On the other hand CCL27 has been suggested to show a better prognosis in patients with cutaneous malignant melanoma [37].
It is not known why CCL27 is elevated in transplant patients with diminished eGFR. It is unlikely to support diminished clearance as a main cause of elevated levels of CCL27 because other CCLs would have been also retained. It is possible that elevated blood CCL27 level is a response to other inflammatory molecules associated with diminished renal function. After all, renal insufficiency is an inflammatory state [38]. Psychophysical stress may enhance CCL27 production [39].
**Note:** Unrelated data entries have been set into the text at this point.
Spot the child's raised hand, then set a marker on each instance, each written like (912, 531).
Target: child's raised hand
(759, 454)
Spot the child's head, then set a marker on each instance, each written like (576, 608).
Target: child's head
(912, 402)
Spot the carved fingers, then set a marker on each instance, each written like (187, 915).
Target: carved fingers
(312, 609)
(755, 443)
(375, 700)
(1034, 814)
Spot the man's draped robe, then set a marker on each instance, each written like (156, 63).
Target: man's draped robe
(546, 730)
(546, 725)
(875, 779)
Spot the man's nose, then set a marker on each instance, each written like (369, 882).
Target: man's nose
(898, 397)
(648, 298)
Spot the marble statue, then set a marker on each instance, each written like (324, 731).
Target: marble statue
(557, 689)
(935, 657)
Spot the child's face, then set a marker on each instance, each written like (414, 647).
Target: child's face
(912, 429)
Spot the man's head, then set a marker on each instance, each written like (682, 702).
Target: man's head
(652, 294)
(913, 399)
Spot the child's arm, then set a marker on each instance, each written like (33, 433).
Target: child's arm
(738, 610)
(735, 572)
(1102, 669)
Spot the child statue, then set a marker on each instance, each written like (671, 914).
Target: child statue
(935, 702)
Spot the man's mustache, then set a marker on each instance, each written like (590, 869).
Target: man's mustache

With that in mind we foresee clinical significance of our findings for future studies. For example, it is intriguing to postulate that Skin changes associated with reduced GFR [40] may be attributed to increased CCL27. There is a link between psoriasis and reduction in kidney function [41, 42] representing another skin kidney connection. Of further interest, CCL27 was found to be highly associated with cutaneous psoriasis [32, 43‐45]. Similarly, higher incidence of skin cancer seen in organ transplantation [46, 47] may be related to high levels of CCL27. In this context, it is intriguing to postulate the existence of a renal- skin axis similar to that between the skin- brain connections postulated by other researchers [30]. Of further interest, CCR 10, the receptor for CCL27 ligand, is expressed by the podocytes [48] and thus a role for CCL27 in podocytes function and injury in chronic allograft nephropathy is a potential hypothesis for future studies. As such, our finding raises more interesting possibilities such as a role of CCL27 in maintains alloreactive memory by supporting skin memory T cell population [49, 50]. If true the skin can be targeted for therapeutic manipulations of CCL27 to reduce inflammation in transplant and kidney diseases. Taken together we raise the intriguing potential of CCL27 as a potential putative marker of those patients who may have progressive decline in kidney function and that it may be a target to protect kidney function.
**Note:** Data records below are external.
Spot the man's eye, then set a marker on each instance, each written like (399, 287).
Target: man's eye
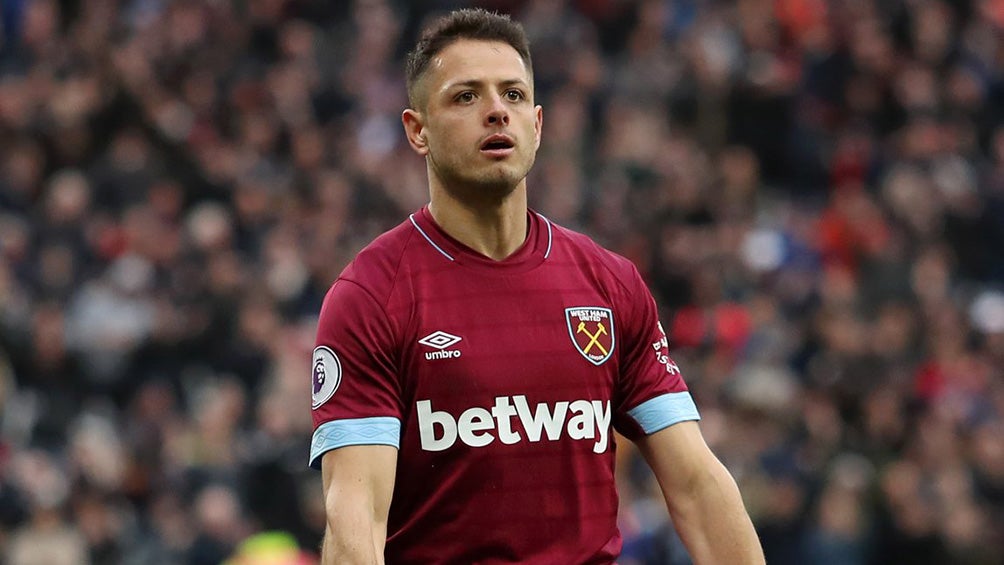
(513, 95)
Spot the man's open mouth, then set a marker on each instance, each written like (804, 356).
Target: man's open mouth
(497, 144)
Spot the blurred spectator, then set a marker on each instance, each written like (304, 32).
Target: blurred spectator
(814, 191)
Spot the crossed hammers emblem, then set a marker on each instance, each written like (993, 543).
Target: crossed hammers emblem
(593, 337)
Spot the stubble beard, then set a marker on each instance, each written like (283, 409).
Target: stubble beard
(492, 183)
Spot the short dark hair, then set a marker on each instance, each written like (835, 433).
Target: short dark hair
(475, 23)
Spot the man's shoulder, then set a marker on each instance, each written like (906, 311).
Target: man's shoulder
(584, 250)
(377, 265)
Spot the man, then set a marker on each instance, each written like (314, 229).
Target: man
(472, 361)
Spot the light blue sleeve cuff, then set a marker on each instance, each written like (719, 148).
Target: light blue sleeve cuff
(378, 431)
(664, 410)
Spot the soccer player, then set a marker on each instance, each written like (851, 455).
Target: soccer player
(472, 362)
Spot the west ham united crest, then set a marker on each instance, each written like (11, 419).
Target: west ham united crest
(591, 331)
(326, 375)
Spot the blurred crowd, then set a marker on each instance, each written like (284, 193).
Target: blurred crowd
(813, 190)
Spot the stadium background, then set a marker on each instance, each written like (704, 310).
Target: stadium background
(813, 190)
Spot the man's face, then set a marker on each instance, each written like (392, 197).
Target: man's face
(479, 128)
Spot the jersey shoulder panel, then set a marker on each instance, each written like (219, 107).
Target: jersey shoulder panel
(604, 263)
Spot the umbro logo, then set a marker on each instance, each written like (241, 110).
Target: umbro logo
(441, 340)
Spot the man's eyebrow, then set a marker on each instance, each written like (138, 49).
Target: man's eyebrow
(473, 83)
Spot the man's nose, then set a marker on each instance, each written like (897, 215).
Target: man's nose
(498, 114)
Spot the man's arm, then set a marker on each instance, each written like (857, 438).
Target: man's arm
(702, 497)
(358, 484)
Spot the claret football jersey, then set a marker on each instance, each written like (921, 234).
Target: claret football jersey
(500, 382)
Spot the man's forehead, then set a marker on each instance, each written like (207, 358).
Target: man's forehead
(469, 59)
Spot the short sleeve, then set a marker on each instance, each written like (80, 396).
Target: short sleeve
(652, 393)
(355, 396)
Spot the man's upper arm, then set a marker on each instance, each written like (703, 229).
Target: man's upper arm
(355, 391)
(651, 394)
(678, 455)
(360, 471)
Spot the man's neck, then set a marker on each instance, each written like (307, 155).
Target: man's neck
(494, 230)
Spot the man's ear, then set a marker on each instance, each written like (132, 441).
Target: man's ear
(415, 130)
(538, 125)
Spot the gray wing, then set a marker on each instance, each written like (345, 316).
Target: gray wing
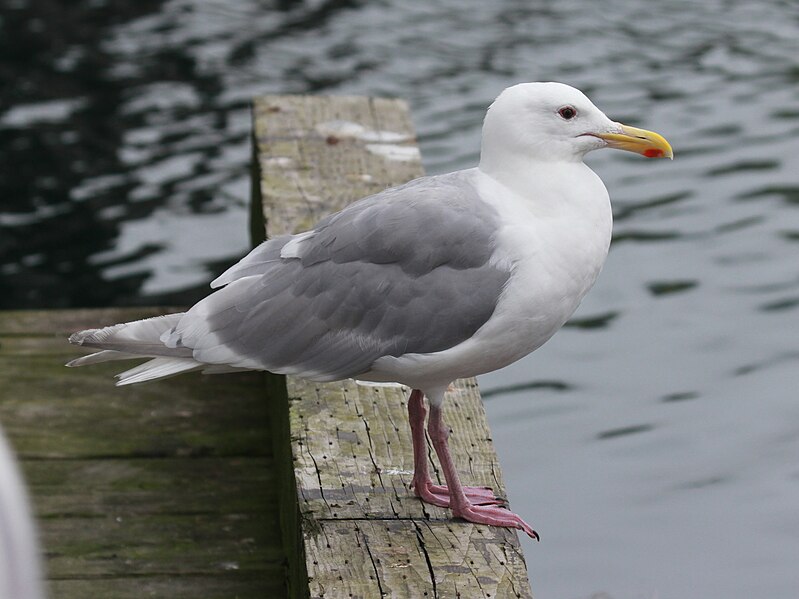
(407, 270)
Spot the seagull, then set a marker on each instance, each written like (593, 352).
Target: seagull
(445, 277)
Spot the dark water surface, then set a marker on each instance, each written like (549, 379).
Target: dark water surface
(654, 443)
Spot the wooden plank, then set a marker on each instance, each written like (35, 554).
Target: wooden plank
(162, 490)
(363, 532)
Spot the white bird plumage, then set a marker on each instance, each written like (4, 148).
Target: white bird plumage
(454, 275)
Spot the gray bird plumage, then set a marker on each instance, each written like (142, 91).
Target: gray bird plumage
(376, 279)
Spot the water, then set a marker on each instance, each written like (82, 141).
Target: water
(654, 443)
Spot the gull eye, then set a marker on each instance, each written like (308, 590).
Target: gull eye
(567, 112)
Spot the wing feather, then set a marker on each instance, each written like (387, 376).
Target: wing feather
(406, 270)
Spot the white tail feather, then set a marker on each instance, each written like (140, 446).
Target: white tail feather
(107, 355)
(156, 368)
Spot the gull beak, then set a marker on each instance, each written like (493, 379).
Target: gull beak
(640, 141)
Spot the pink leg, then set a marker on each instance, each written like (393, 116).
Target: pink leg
(459, 502)
(422, 483)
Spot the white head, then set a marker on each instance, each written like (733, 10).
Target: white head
(556, 122)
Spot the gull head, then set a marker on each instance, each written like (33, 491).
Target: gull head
(556, 122)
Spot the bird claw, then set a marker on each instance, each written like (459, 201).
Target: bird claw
(439, 494)
(493, 516)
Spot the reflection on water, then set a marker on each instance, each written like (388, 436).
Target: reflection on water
(654, 441)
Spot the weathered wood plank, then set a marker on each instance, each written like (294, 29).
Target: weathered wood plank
(351, 446)
(163, 490)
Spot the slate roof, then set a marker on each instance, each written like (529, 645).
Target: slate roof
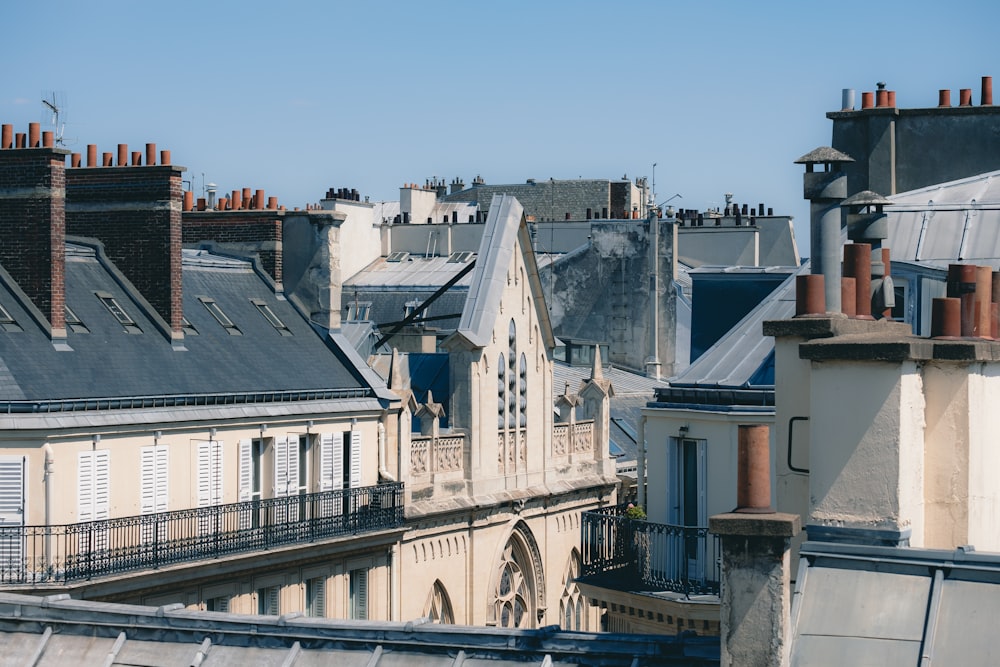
(895, 606)
(57, 632)
(503, 234)
(109, 362)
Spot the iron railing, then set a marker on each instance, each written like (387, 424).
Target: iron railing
(82, 551)
(655, 556)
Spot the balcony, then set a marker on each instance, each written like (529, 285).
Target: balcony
(82, 551)
(650, 556)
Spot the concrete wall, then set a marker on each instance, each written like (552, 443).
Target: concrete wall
(719, 431)
(601, 292)
(890, 146)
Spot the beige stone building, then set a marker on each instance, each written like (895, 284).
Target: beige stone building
(178, 428)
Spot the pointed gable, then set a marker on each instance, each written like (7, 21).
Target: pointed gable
(505, 234)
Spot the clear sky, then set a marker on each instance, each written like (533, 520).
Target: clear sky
(297, 97)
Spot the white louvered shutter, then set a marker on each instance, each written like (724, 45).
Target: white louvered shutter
(355, 459)
(11, 512)
(338, 461)
(246, 471)
(280, 466)
(154, 490)
(210, 473)
(326, 445)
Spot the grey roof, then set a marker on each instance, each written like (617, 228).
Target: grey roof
(503, 234)
(824, 154)
(110, 362)
(736, 357)
(57, 631)
(894, 606)
(958, 221)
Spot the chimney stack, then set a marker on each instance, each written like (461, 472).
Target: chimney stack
(825, 190)
(32, 208)
(119, 205)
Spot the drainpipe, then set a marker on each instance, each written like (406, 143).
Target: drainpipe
(382, 471)
(640, 472)
(50, 460)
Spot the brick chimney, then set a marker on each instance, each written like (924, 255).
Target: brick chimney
(248, 232)
(32, 215)
(135, 211)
Elevated PTH is considered a putative uremic toxin in patients with chronic kidney disease. PTH is reported to associate with elevated inflammatory markers such as serum monocyte chemokine protein 1 [51]. Our literature review failed to find a relationship between CCL27 and PTH and thus we cannot speculate on the mechanism by which elevated PTH may enhance production of CCL27 at this stage.
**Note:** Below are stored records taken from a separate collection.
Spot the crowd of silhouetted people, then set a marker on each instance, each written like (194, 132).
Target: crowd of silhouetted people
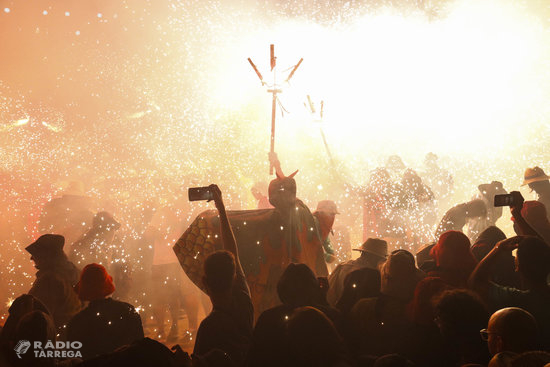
(455, 302)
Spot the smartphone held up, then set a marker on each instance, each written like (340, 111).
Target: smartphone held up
(512, 199)
(200, 193)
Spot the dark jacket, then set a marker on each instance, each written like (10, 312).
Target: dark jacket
(104, 326)
(54, 288)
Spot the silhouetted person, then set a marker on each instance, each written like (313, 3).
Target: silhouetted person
(359, 284)
(539, 182)
(380, 325)
(460, 315)
(55, 278)
(504, 272)
(453, 259)
(455, 219)
(297, 287)
(312, 340)
(534, 214)
(324, 217)
(533, 265)
(229, 326)
(373, 252)
(486, 193)
(510, 331)
(105, 324)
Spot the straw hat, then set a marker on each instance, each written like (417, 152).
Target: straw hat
(374, 246)
(534, 174)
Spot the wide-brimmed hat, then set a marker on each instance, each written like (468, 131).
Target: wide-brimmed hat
(534, 174)
(374, 246)
(327, 206)
(95, 283)
(46, 245)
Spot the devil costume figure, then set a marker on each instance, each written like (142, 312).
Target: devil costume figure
(268, 240)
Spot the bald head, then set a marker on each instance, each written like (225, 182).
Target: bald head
(512, 329)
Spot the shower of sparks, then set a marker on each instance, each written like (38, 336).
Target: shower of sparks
(140, 100)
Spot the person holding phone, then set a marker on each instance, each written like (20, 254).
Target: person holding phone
(229, 326)
(533, 266)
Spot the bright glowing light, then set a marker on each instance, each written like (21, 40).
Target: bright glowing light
(446, 83)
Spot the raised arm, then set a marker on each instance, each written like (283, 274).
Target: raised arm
(481, 276)
(274, 160)
(524, 228)
(228, 238)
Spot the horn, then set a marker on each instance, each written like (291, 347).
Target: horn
(293, 174)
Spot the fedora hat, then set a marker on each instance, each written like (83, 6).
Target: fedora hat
(374, 246)
(534, 174)
(46, 245)
(327, 206)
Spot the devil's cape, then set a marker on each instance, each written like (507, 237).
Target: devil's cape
(268, 240)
There are limitations to our work. First the clinical relevance of elevated CCL27 needs confirmation by further studies including patients with native kidney diseases. We did not measure tissue levels of CCL27 or its receptor CCR 10. A prospective study of repeated measurement of chemokine and changes in GFR were not done. Finally the cause of decreased renal transplant function such as chronic allograft nephropathy versus other causes of reduced eGFR was not studied in detail. Of note, all our patients were at least stable at the time of study. In addition we stress the fact that there was no significant relationship between CCL27 levels and recipient age, or the duration of transplantation.
Conclusions
We report on the increased inflammatory chemokine ligands in transplant patients with reduced glomerular filtration rate. In particular, we found elevated blood levels of CCL27 in stable RTR with reduced GFR and raises the possibility of a skin- kidney connection to maintain alloreactivity. Our finding raises the intriguing possibility of targeting the skin as a mean to inhibit CCL27 and thereby decrease renal inflammation in transplant patients and even in native kidney diseases. Future work should test the likelihood that CCL27 can serve as a biological marker for patients who are at excessive risk for progressive decline in kidney function and whether blocking CCL27 may retard progression to kidney failure.
Funding
Slash fund from previous clinical studies.
Availability of data and materials
Available on request.
Ethics approval and consent to participate
The protocol for this study was approved by ethical committee of Saskatchewan transplant program. Informed consent was obtained from all participants.
Consent for publication
Yes
Competing interests
The authors declare that they have no competing interests.